Macau Days by John Young and Brian Castro
Feature by Rachel Marsden
Rekindling Young’s 2012 solo exhibition in Hong Kong of the same name, Macau Days brings into focus the duo’s personal fascination and diaspora associations with Macau’s past, present and potential futures. Through an ambitious trilingual visual and textual approach in Portuguese, Chinese and English, they translate Macau’s transformative cultural history as a collective “line of flight”.
From its history as the oldest European settlement in Asia to its standing as one of the richest cities in the world, Macau is now seen as an exotic wonderland, recently described by Young as ‘a hyperreal and phantasmagorical gambling land where traditional culture once thrived’ (2018). Here, culture is examined in the broadest sense to encompass art, literature and poetry, music and food (menus and recipes), including the routine and ritual, sound and smell, aura and arena of each. This is linked to personal experience through sensory engagement or more specifically, “synaesthesia”, where memory can span everything from a recollection of a coconut custard sweet to slavery and rebellion. These connections and contradictions are further reflected in the physical material and aesthetic qualities of the book and are key in reaffirming these self-reflections. As such, the design of the book commands immediate attention, including its typographic details. Make sure to note the ligatures (adjoining letters) of “ct” and “st” to further reinforce connections in language, which might usually be ignored.
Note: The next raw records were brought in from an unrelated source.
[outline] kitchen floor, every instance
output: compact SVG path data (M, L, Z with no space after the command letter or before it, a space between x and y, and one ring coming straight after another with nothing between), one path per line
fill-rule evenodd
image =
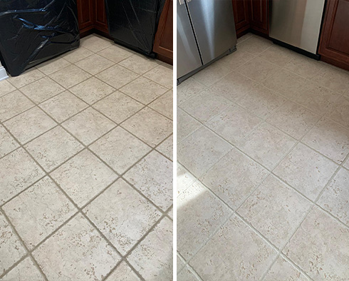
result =
M177 103L178 280L349 280L349 72L247 34Z
M0 82L0 280L170 280L172 69L95 35Z

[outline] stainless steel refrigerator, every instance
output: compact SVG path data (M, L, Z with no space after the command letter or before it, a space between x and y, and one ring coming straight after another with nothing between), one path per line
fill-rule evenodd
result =
M236 50L231 0L177 0L177 83Z

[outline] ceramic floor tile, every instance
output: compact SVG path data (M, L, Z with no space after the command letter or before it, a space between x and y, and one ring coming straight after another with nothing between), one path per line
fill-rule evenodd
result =
M93 105L93 108L120 123L144 106L123 93L116 91Z
M264 123L239 146L256 161L272 170L295 144L295 139L271 125Z
M39 103L64 91L64 88L49 77L45 77L21 88L21 91L34 103Z
M118 180L83 210L125 255L161 217L161 213L123 180Z
M0 97L0 121L9 120L33 106L19 91L3 96Z
M168 89L141 76L121 88L120 91L143 104L148 104Z
M95 75L113 66L115 63L113 61L95 53L86 58L78 61L75 64L76 66L80 67L90 74Z
M138 78L139 75L119 65L112 66L97 74L95 77L119 89L132 81Z
M68 91L41 103L39 106L57 122L61 123L88 105Z
M317 207L283 252L314 280L349 279L349 229Z
M1 212L0 245L0 272L2 275L26 254L26 250Z
M151 149L120 127L100 138L90 148L120 174Z
M129 171L125 178L165 211L172 205L173 164L152 151Z
M243 142L261 121L261 118L233 104L206 126L234 145Z
M116 126L92 108L75 115L62 123L85 145L89 145Z
M48 177L12 199L3 209L29 250L78 210Z
M349 225L349 171L341 168L318 201L327 211Z
M338 164L349 153L349 130L325 118L318 122L302 141Z
M118 178L97 157L84 150L51 173L68 195L83 207Z
M178 196L177 213L177 250L189 260L232 211L197 181Z
M120 259L80 214L41 245L33 255L50 280L102 280Z
M310 201L269 175L237 212L270 242L282 249L311 206Z
M115 90L100 80L91 77L71 88L69 91L88 104L92 104L112 93Z
M83 148L61 127L56 127L25 145L47 171L51 171Z
M300 140L321 116L292 101L287 101L266 121L297 140Z
M0 203L3 204L45 175L23 149L0 159Z
M172 280L172 222L165 218L127 257L145 280Z
M200 128L177 146L179 163L199 177L216 163L232 146L206 128Z
M271 246L234 215L189 264L203 280L259 280L276 256Z
M22 144L31 140L57 125L37 106L14 117L4 124Z
M268 174L259 164L233 148L201 180L227 205L236 209Z
M149 108L135 114L122 126L152 147L158 145L173 131L171 120Z
M274 170L274 173L315 200L337 170L334 163L300 143Z

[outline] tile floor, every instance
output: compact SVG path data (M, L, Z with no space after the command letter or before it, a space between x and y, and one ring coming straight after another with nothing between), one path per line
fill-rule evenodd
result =
M92 35L0 82L0 280L170 280L172 70Z
M247 34L177 103L178 280L348 280L349 73Z

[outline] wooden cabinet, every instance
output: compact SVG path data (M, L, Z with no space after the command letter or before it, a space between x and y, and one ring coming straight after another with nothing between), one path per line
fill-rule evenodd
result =
M166 0L155 35L153 51L158 58L173 63L173 0Z
M321 60L349 70L349 0L328 0L320 39Z

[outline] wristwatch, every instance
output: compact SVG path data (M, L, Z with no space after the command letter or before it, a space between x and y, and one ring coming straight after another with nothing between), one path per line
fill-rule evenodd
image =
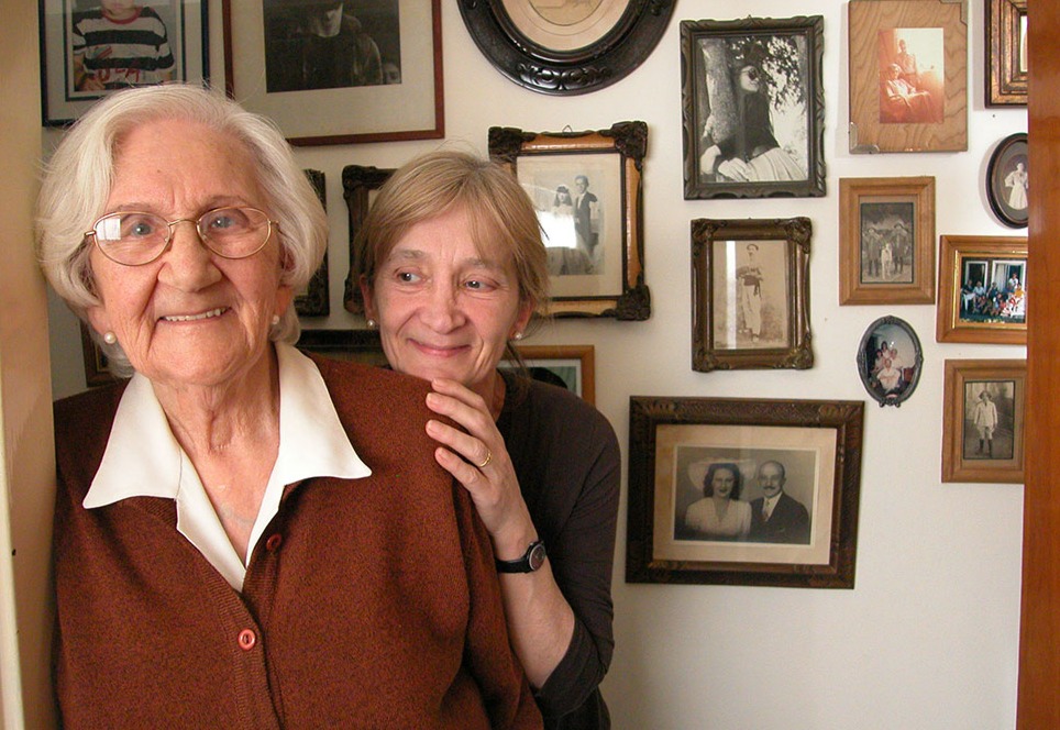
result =
M534 540L519 560L497 561L497 573L533 573L544 565L545 557L548 553L544 551L544 543Z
Enveloped in alluring pale pink linen, the romantic pastel tone is a nod to the historic facades of Portuguese colonial architecture, such as Macau’s Government House, which are today mostly found in ruins. This softness is set in direct contrast with a striking black and white photograph, the book’s hero image of Portuguese writer ‘Wenceslau de Moraes’ (also on p. 121), also taken from Young’s 2012 exhibition. Opening to the decadence of metallic endpapers, you are unsure of what lies ahead, confronted by a clear reminder of Macau’s instant and recent wealth. To be guided through Macau’s nuanced and complex history, the eye is led by a trinity of white, black and gold page design to delineate the three different languages at play. Images interrupt the texts to provide a counter narrative, articulating what the texts cannot whilst resonating a sensitivity and vulnerability not assigned to voice or gender (given there is limited representation by (not of) women in the book). Often set to bleed to the page edge as if the reader is only privy to a slice of the memory, they work beyond documentary formats to portray ghostly and visionary representations of the unknown. Although the complexity of the visual and written narratives are separated through design, they are designed to interweave and tangle to create new understandings when read, reinforcing and simultaneously softening Macau’s harsh clash of cultures.
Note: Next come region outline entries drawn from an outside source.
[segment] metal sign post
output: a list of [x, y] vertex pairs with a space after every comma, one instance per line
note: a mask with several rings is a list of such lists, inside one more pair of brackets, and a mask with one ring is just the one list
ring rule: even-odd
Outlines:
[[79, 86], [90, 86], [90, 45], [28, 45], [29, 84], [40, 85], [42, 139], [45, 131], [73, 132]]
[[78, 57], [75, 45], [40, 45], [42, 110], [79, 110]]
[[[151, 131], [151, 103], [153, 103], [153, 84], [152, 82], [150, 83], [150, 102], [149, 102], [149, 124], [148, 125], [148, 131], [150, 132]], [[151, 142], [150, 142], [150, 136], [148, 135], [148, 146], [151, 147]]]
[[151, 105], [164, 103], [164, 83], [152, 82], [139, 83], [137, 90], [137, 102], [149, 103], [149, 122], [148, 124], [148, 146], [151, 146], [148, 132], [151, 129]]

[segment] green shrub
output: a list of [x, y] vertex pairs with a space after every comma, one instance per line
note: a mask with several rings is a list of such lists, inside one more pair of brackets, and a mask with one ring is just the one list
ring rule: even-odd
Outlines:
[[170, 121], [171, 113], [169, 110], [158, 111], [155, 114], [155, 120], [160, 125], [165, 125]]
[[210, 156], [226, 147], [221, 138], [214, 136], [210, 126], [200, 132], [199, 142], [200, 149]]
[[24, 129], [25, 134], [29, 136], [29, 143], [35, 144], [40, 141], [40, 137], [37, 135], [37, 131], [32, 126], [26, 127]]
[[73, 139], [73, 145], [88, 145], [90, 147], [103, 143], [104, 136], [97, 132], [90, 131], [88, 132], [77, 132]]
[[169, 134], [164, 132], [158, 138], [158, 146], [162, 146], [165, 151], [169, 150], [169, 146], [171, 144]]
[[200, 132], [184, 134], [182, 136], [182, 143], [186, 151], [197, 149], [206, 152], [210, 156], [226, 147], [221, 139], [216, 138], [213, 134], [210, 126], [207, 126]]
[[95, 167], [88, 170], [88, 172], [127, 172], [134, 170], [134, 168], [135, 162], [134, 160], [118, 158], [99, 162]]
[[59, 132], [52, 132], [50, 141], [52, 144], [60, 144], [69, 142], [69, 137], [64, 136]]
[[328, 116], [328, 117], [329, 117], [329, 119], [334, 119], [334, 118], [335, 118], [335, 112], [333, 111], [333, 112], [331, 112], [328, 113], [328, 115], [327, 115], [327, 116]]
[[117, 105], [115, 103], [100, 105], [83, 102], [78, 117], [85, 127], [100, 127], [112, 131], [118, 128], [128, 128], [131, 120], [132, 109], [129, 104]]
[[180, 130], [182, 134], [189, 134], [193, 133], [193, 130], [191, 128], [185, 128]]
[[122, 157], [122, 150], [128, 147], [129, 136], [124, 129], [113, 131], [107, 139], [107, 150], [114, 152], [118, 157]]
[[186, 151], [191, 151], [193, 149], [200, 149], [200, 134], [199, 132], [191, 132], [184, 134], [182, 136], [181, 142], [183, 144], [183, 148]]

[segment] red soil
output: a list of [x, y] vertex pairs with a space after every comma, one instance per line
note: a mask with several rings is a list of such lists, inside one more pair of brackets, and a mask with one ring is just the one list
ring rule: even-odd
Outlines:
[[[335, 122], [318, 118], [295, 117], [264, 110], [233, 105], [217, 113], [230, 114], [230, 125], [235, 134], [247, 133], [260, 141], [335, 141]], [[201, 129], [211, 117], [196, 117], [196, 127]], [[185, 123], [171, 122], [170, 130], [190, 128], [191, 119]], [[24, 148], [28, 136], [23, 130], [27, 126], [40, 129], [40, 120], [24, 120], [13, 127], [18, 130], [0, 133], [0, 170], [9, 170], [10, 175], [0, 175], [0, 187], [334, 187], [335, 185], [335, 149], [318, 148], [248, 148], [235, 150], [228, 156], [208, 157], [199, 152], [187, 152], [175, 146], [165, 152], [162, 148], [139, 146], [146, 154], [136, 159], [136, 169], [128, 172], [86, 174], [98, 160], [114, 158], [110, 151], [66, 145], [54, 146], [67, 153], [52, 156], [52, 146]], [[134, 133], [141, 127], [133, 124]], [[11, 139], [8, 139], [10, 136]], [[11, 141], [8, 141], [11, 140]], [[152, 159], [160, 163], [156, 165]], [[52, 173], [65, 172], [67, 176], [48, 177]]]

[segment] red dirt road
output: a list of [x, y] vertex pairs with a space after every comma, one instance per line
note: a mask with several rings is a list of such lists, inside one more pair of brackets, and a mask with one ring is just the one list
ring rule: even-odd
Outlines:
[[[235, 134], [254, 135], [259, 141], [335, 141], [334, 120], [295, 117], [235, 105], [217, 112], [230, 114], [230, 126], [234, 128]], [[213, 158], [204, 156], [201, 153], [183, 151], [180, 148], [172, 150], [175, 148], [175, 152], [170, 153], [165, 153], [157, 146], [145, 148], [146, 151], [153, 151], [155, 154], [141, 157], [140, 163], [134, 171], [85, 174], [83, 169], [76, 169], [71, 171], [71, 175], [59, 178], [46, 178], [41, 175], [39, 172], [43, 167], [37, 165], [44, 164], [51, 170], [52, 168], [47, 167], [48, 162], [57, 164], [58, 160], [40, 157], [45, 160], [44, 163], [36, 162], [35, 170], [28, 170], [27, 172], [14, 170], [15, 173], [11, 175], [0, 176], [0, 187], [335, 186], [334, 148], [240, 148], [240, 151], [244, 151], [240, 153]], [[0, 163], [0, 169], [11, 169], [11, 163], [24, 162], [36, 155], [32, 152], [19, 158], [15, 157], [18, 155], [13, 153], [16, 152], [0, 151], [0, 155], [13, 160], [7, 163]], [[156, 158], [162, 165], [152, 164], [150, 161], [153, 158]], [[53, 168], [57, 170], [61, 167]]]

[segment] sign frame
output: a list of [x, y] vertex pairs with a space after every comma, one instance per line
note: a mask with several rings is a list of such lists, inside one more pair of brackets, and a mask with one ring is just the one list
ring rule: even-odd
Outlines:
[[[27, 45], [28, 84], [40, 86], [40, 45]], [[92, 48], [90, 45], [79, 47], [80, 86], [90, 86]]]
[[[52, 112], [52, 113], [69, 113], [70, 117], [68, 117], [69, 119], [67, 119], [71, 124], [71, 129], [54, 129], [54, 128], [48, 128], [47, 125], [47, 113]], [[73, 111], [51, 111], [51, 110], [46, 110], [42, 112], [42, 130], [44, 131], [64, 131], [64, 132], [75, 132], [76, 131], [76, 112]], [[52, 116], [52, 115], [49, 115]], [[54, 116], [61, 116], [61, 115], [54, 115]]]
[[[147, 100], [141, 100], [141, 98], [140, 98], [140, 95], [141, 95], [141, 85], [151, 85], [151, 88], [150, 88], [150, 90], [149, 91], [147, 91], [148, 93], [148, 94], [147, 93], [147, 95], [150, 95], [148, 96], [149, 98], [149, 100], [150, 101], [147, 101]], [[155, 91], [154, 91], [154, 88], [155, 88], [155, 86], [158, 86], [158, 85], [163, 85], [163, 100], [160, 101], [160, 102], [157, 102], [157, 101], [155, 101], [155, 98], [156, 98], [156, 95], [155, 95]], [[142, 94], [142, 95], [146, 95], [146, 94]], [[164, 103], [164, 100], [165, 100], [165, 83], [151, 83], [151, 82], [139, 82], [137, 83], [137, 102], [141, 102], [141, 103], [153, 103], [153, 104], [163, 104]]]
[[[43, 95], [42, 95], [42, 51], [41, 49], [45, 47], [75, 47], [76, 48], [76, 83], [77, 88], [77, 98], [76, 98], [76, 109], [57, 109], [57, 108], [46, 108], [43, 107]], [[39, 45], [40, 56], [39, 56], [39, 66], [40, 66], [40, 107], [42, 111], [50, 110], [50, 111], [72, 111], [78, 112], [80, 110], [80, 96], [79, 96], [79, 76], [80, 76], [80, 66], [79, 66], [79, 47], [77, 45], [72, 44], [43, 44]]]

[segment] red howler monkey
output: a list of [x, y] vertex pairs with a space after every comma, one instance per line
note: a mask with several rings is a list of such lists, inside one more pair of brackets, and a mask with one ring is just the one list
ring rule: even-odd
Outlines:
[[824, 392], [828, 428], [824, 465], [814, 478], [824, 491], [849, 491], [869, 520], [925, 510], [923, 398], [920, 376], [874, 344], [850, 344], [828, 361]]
The book is to be seen a collaborative work beyond Young and Castro’s binary engagement with each other and their mutual journeys. The involvement of additional complementary narratives, skills and support are vital to understanding the development of the book and thus, the cultural translation of Macau. From artists, researchers, academics and writers; designers and typesetters; translators and proofreaders, it is clear there was a want for specificity and correctness. Beyond categorisation within contemporary art history as ‘relational aesthetics’, the richness of collaboration in Macau Days therefore, comes through a process of what I call “research curating”, the development of social, networked practices. Here, publishing functions as a form of artistic practice in its own right to create a new visual language. Between speculative fiction and honest reality, it is a representation of Young and Castro’s struggle to resolve a violence versus benevolence towards culture loss in Macau, under a veil of romanticism; a clear piece of ‘fiction theory’ to present worlds inside and beyond the textual narratives.
From the cover, endpapers, pages, design, texts, images and more, the book builds emulating the architecture of Macau - more uniquely as a home that has lived multiple histories through multiple decades by multiple people. As you open the book you are entering the front door, which has embodied its Chinese borderlands, retained its Portuguese architectural roots and accessed an English, global identity in the Asia-Pacific. Macau Days is a collection of connections and contradictions, of “sweetness and rebellion”. The book has the capacity to function as a performance, where I would like to sit down to dinner with Macau, to digest a curated menu of sensorial experience like no other, as food is served, texts recited and memories shared.